An amped up Tom Platt, CEO of Liberty Wines, was keen to share his optimism this week as the trade steams ahead into the last months of 2024, with a particular focus on a handful of new Italian wines and a “significantly developed” Spain category striking a chord with visitors at Tuesday's (17 September) autumn tasting.
Eager to stress that the right “service, support, quality and choice” will lead consumers to spend this autumn, Platt noted that Liberty overall is in a “very strong place… despite the market being pretty volatile and hard to predict”.
In particular, he highlighted the business’s inaugural indie focused off-trade report. Yet to be released in full, a snippet shared with Harpers revealed that indie merchant sales are up 25% since 2019, whereas supermarkets are only up 8%. “This is because indies and the premium on-trade engage consumers and make it worth them spending on good wine,” Platt said.
Fresh off Liberty’s win for IWC Italian Merchant of the Year, the company is now aiming to continue to provide interest for both indie retail and on-trade lists with three new Italian names.
The most innovative of the three to be shown on Tuesday was Mura Mura, a collaboration between two friends who turned their Turin-based ice cream company Grom into an international brand. The pair have since transferred the same approach to their gelato-destined fruit production into wine and now have 10ha on an estate in Costigiole d’Asti (plus vineyards in Barbaresco and Serralunga D’alba).
“We’ve been following them for a couple of years. It’s one of the most exciting wine stories to emerge in Italy for at least a decade,” Platt said.
Also from Italy is Tenuta Mazzolino, a 20ha organic estate on the hills of Oltrepò Pavese, and Sicily’s Sebastiano and Serena Vinci of Mecori, which produces a wine made from Nerello Mascalese and Nerello Cappuccio.
The business has also seen a lot of changes in the Spain category recently. Key brands such as Izadi, El Coto and Lan have been stalwarts of Liberty's offering in Rioja for some time. Now, the business is building on those foundations by taking on the likes of Telmo Rodriguez's Lanzaga project.
“It’s a hugely exciting area that has been bubbling away for years. Spain has so much amazing vineyard material, which these producers continue to preserve, so we are incredibly excited to be working with Rodriguez's project, which takes a Burgundy approach. The wines are really made in the vineyard – strikingly good wines, incredibly vibrant,” Platt said.

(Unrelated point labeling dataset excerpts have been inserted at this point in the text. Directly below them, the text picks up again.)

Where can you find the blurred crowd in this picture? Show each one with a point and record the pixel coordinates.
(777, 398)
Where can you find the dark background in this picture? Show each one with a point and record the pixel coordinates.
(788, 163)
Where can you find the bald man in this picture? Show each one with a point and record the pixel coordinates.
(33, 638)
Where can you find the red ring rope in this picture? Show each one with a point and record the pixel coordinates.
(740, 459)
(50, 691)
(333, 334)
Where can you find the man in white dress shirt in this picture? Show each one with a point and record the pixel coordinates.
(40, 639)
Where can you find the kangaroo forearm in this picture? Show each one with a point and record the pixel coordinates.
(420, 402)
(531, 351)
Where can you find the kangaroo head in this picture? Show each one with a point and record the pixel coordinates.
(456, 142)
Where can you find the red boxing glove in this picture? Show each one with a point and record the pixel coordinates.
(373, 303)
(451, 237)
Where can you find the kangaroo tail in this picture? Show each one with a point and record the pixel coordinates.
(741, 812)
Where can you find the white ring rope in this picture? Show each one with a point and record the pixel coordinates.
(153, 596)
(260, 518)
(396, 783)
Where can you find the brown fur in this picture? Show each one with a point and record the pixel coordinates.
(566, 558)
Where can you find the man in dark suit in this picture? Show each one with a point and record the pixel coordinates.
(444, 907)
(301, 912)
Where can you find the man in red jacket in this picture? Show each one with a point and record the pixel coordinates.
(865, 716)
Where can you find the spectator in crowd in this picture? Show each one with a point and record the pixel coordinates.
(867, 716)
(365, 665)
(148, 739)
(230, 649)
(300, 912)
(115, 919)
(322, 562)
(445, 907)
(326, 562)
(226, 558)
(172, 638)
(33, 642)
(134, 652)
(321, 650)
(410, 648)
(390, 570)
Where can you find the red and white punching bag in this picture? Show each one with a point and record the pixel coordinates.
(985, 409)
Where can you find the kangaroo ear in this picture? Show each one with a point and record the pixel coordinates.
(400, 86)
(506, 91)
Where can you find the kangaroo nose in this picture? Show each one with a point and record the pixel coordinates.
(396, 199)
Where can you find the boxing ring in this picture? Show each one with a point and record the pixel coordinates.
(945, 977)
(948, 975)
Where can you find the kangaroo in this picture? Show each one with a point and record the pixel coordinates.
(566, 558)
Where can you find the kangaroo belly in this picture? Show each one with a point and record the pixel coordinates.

Elsewhere, Burgundy continues to see “incredible demand” despite continued price increases, driven by Jean Claude Boisset and Grégory Patriat. Liberty has also recently been appointed the exclusive distributor in the UK and Ireland for Gunderloch, one of the Rheinhessen’s most respected producers.
Aside from these additions, Platt sounds a note of caution over the looming end of the duty easement. He called this “a terrible idea, which will raise no additional revenue for the government (and may well reduce duty receipts) and offers no benefit to the wine consumer or wider society”.
He also raised a pressing question which increasingly accompanies discussions of the new duty regime. The question is: ‘Why don’t winemakers just produce wines with lower alcohol?’.
The answer, says Platt, is that “The site-specific wines we sell are not made with a specific abv in mind – their abv is a result of grape, site and climate. Gunderloch’s ‘Rothenberg’ Riesling Spätlese 2022 is not a better wine than Mura Mura’s ‘Starderi’ Barbaresco 2021 because it is 8%. They are both high quality but inherently different. It is these differences we and our customers need to communicate to sell better wine, particularly as the volume of wine drunk declines. Taxing wine by abv undermines this,” he concluded.